Join the Zinn Education Project in Brattleboro, Vermont, on Saturday March 25th, for an all-day workshop on teaching Reconstruction.
Facilitators Tiffany Mitchell Patterson and Nataliya Braginsky will guide educators through a series of classroom-friendly activities that both uncover the underrecognized, bottom-up history of this era and ask how the unfulfilled promises of Reconstruction might shape our politics and curriculum moving forward.
All participants will receive a copy of the Rethinking Schools book, Teaching a People’s History of Abolition and the Civil War, resources from the Teach Reconstruction Campaign at the Zinn Education Project, and a copy of the first-ever analysis of Reconstruction standards across the nation, Erasing the Black Freedom Struggle: How State Standards Fail to Teach the Truth About Reconstruction.
Lunch will be provided and sourced from a local farm-to-table restaurant.
Hosted by Epsilon Spires.

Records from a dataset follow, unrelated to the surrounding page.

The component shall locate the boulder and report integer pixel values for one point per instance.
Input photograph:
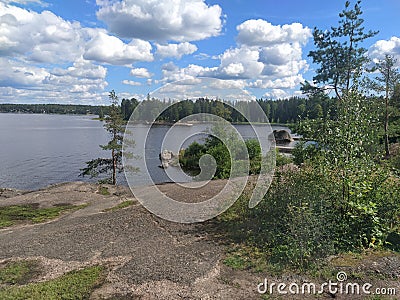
(282, 136)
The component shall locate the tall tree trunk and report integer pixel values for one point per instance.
(386, 126)
(114, 176)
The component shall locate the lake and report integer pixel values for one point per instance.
(41, 149)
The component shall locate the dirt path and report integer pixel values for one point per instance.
(146, 257)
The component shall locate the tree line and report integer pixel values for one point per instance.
(74, 109)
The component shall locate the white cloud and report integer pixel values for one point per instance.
(289, 82)
(130, 82)
(240, 62)
(392, 47)
(39, 37)
(277, 94)
(41, 3)
(111, 50)
(80, 83)
(262, 33)
(140, 72)
(175, 50)
(176, 20)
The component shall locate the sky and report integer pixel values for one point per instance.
(76, 51)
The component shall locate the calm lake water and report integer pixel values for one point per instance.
(40, 149)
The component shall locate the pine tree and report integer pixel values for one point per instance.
(338, 53)
(114, 125)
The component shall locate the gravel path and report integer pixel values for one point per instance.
(148, 257)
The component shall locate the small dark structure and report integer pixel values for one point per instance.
(282, 137)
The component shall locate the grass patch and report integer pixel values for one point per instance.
(11, 215)
(20, 272)
(120, 206)
(104, 191)
(246, 258)
(73, 285)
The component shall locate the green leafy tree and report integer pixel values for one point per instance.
(338, 53)
(386, 82)
(114, 125)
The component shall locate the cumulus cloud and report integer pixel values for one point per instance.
(112, 50)
(262, 33)
(175, 50)
(82, 81)
(276, 94)
(176, 20)
(268, 56)
(39, 37)
(392, 47)
(131, 82)
(140, 72)
(41, 3)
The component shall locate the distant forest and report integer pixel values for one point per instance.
(53, 109)
(277, 111)
(283, 111)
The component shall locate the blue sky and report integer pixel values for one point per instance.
(76, 51)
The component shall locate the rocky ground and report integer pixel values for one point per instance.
(146, 257)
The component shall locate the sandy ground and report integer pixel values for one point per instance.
(146, 257)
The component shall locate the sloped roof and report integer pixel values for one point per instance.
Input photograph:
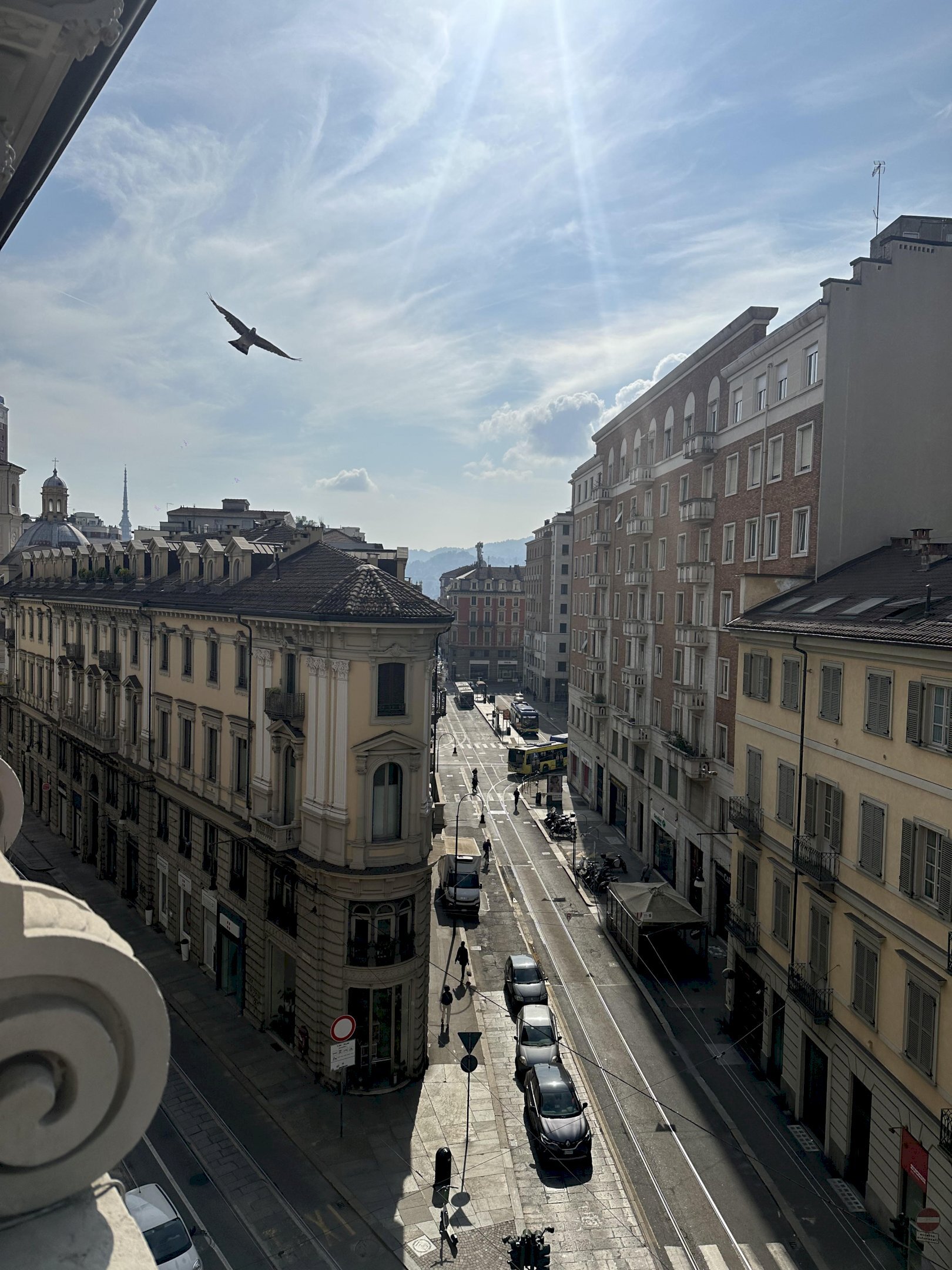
(319, 583)
(887, 596)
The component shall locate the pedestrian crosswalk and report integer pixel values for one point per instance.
(709, 1256)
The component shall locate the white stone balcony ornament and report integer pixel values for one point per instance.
(84, 1038)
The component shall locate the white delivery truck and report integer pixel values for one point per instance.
(460, 884)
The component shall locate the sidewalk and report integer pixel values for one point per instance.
(384, 1166)
(822, 1208)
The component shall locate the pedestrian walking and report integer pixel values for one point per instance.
(446, 1002)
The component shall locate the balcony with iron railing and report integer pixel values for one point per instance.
(283, 705)
(696, 572)
(93, 737)
(691, 636)
(699, 511)
(700, 443)
(381, 951)
(279, 837)
(820, 865)
(747, 816)
(946, 1131)
(691, 697)
(812, 991)
(632, 677)
(282, 915)
(744, 927)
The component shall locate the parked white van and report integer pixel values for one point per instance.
(460, 883)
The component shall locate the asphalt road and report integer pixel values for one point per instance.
(693, 1191)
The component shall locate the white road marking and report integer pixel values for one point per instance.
(714, 1256)
(678, 1258)
(192, 1213)
(752, 1258)
(781, 1256)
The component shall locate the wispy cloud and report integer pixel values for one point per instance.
(485, 229)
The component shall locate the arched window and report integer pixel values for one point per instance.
(387, 802)
(289, 787)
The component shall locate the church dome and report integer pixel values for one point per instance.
(51, 534)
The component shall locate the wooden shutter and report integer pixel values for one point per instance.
(836, 820)
(810, 810)
(906, 858)
(871, 826)
(877, 704)
(750, 885)
(946, 878)
(914, 711)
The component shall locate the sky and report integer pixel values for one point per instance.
(482, 226)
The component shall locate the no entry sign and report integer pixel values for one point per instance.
(343, 1028)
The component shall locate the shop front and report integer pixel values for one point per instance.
(230, 974)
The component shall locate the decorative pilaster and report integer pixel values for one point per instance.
(342, 670)
(314, 748)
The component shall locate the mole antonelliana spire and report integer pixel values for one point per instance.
(125, 524)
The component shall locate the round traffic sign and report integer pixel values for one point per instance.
(927, 1219)
(343, 1028)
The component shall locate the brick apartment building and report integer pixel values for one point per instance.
(489, 610)
(548, 596)
(758, 464)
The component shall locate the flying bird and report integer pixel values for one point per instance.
(248, 336)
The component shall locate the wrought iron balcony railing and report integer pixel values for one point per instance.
(381, 953)
(820, 865)
(743, 926)
(815, 995)
(747, 816)
(283, 705)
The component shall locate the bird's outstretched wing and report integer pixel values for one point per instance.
(235, 323)
(272, 348)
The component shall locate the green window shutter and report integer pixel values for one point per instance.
(946, 879)
(906, 858)
(914, 711)
(836, 820)
(810, 810)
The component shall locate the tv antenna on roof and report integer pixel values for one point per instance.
(879, 168)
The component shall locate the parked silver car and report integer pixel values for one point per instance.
(536, 1038)
(525, 982)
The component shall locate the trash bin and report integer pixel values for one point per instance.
(443, 1170)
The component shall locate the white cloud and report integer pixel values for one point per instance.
(354, 480)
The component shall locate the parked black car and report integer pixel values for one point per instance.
(555, 1115)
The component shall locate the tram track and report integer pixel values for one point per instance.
(691, 1250)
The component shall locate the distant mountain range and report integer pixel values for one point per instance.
(427, 567)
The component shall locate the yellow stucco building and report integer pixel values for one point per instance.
(238, 736)
(841, 947)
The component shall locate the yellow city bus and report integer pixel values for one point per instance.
(538, 760)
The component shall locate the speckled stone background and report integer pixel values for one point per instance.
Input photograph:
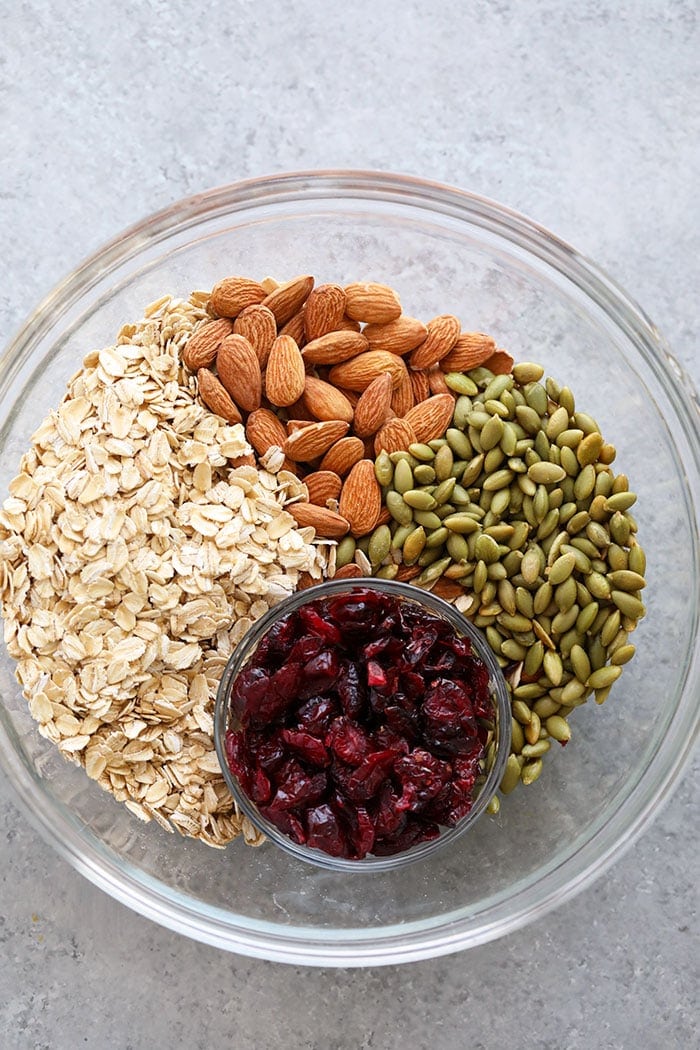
(587, 118)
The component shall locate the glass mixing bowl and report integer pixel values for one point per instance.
(484, 790)
(443, 250)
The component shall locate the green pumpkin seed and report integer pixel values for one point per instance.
(603, 677)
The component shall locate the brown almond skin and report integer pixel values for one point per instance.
(361, 499)
(285, 374)
(202, 348)
(325, 401)
(314, 440)
(324, 310)
(257, 323)
(443, 333)
(263, 429)
(289, 298)
(374, 406)
(335, 347)
(326, 523)
(342, 456)
(238, 369)
(233, 294)
(372, 302)
(216, 398)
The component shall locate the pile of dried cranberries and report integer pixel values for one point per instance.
(362, 725)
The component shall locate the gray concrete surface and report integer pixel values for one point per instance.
(585, 117)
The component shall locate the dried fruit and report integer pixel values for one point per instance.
(359, 372)
(238, 369)
(285, 375)
(324, 310)
(361, 498)
(215, 397)
(325, 401)
(230, 296)
(374, 303)
(310, 442)
(202, 348)
(374, 406)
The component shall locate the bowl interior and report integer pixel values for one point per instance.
(443, 252)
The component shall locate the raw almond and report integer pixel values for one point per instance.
(258, 326)
(395, 437)
(285, 374)
(470, 350)
(430, 419)
(403, 399)
(349, 571)
(335, 347)
(295, 328)
(342, 456)
(230, 296)
(399, 336)
(374, 303)
(238, 369)
(361, 498)
(263, 429)
(216, 398)
(374, 406)
(500, 363)
(326, 523)
(420, 385)
(202, 348)
(289, 298)
(358, 373)
(315, 439)
(443, 333)
(324, 310)
(325, 401)
(322, 485)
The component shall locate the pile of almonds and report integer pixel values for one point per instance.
(332, 376)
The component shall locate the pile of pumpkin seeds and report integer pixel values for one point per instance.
(517, 503)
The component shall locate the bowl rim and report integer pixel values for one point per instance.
(246, 649)
(610, 837)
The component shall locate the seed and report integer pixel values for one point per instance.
(414, 545)
(535, 750)
(526, 372)
(637, 560)
(419, 499)
(344, 551)
(531, 771)
(380, 544)
(629, 605)
(588, 449)
(491, 433)
(462, 523)
(424, 474)
(461, 383)
(627, 580)
(383, 468)
(399, 510)
(579, 663)
(427, 519)
(620, 501)
(403, 477)
(561, 569)
(511, 775)
(603, 677)
(622, 655)
(546, 474)
(558, 729)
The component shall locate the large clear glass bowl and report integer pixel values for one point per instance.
(444, 250)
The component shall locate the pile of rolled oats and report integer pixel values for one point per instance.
(138, 545)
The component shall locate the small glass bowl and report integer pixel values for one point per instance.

Registration fee is $35.
Dr. Tiffany Mitchell Patterson is a manager of social studies at District of Columbia Public Schools, with over a decade of experience as a social studies educator and seven years of experience as a teacher educator. Her research interests include racial and social justice in education, education activism, teaching diverse Black narratives and people’s history in social studies education. In addition to serving as a Teach Reconstruction campaign advisor, her work around Reconstruction includes What Everyone Should Know About Reconstruction 150 Years After the 15th Amendment’s Ratification which is available on Newsela. Mitchell Patterson is a Teaching for Change board member. Advocacy, activism, intersectionality, anti-racist and anti-oppressive education lie at the core of her work. Education is her revolution.
Nataliya Braginsky is a history teacher who has been working in schools since 2007. As a core member of the Anti-Racist Teaching and Learning Collective, Nataliya leads workshops in curriculum development, culturally relevant pedagogy, and restorative justice.
Her education-related writing has appeared in Rethinking Schools, the Washington Post, Law and Political Economy, and In These Times.
Both Mitchell Patterson and Braginsky are 2022–2023 Prentiss Charney Fellows.